The Andean Lawyer and I dined in the cafeteria we both used to take our lunch in while we were students (he was getting his JD while I got my BA). It was oddly nostalgic, but also really nice to see the folks I used to see every day and greet them fondly.

We talked about my mother and her new kitty roommate Muffin, and my brother who is now living in The Great North. We talked about his kids going to bilingual school and how important that will  an asset for them. We talked about PartnerPenguin’s work and how he and I have been discovering some of the challenges and benefits to my being an ENJF and him being an INTP and how that works in “off” time. We touched a little about how frustrating it can be to have culture shock when you’re back in a place you once considered home.

We talked a lot about the political climate and actions of democracy that America has been up to lately. He asked me how The Clown was elected. I told him what I suspected but honestly that I just don’t totally know. I told him how I waver between being scared and being ready for action. I would like to be able to do more, but I don’t quite know how. He didn’t have any good answers there.

I introduce him to a term I have invented and I definitely think everyone should use.

Agreeument (əgree-you-ment) 1) A conversation where all parties emphatically agree with each other in a manner that, to a casual observer, seems like an argument. 2) Reinstatement of the original point with additional observational evidence from all parties involved. 3) A circle jerk.

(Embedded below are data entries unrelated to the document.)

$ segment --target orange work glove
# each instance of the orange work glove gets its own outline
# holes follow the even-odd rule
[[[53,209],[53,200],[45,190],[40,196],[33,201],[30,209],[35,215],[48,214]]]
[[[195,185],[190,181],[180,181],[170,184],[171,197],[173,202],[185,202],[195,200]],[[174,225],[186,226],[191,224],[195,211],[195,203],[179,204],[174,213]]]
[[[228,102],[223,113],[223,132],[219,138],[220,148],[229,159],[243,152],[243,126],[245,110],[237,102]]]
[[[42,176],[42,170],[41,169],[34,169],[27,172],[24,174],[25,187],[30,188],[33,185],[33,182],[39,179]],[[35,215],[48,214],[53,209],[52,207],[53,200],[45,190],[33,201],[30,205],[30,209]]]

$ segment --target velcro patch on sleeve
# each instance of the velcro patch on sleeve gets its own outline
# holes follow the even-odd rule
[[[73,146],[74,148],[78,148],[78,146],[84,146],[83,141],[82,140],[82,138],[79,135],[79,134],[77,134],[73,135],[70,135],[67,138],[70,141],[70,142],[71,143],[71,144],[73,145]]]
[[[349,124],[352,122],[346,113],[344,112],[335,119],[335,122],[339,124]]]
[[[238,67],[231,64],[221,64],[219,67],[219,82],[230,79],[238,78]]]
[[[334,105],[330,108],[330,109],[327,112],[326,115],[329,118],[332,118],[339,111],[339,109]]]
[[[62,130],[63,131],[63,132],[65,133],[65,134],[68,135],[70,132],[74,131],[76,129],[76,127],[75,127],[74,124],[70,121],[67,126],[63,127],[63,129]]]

One of the things I miss from the city I grew up in (The Big Scrapple) was the ease with which I could find a person with a different worldview than my own. The way I was taught to interact with people who have different opinions to yours is that you listen to them. They listen to you. You do not speak for the purpose of convincing the other side to agree with you. You speak so that your position is fully understood and that further disagreements may be made with informed positions. You agree to disagree if you come to a point of impasse. But importantly, you can discover A LOT MORE nuanced points of view than if you never listen to an oppositionary opinion.

As a takeaway from this very serious conversation, The Andean Lawyer reminded me of something very important. When you have important and intimate relationships in your life, hold on to them. “We are WE,” he said. “ We are US.” Don’t let go of the important people in your life because of challenging situations or difficult times. The folks who matter, they matter. And that’s what’s important.

Music
Today I’d like to close out with Gaelynn Lea’s “Someday We’ll Linger In the Sun”. I loved her Tiny Desk Concert so I started following her on social media. This past week she posted about something really cool called Bedstock which is an entire music festival where artists record music in their homes for kids (and adults) who aren’t able to leave their beds.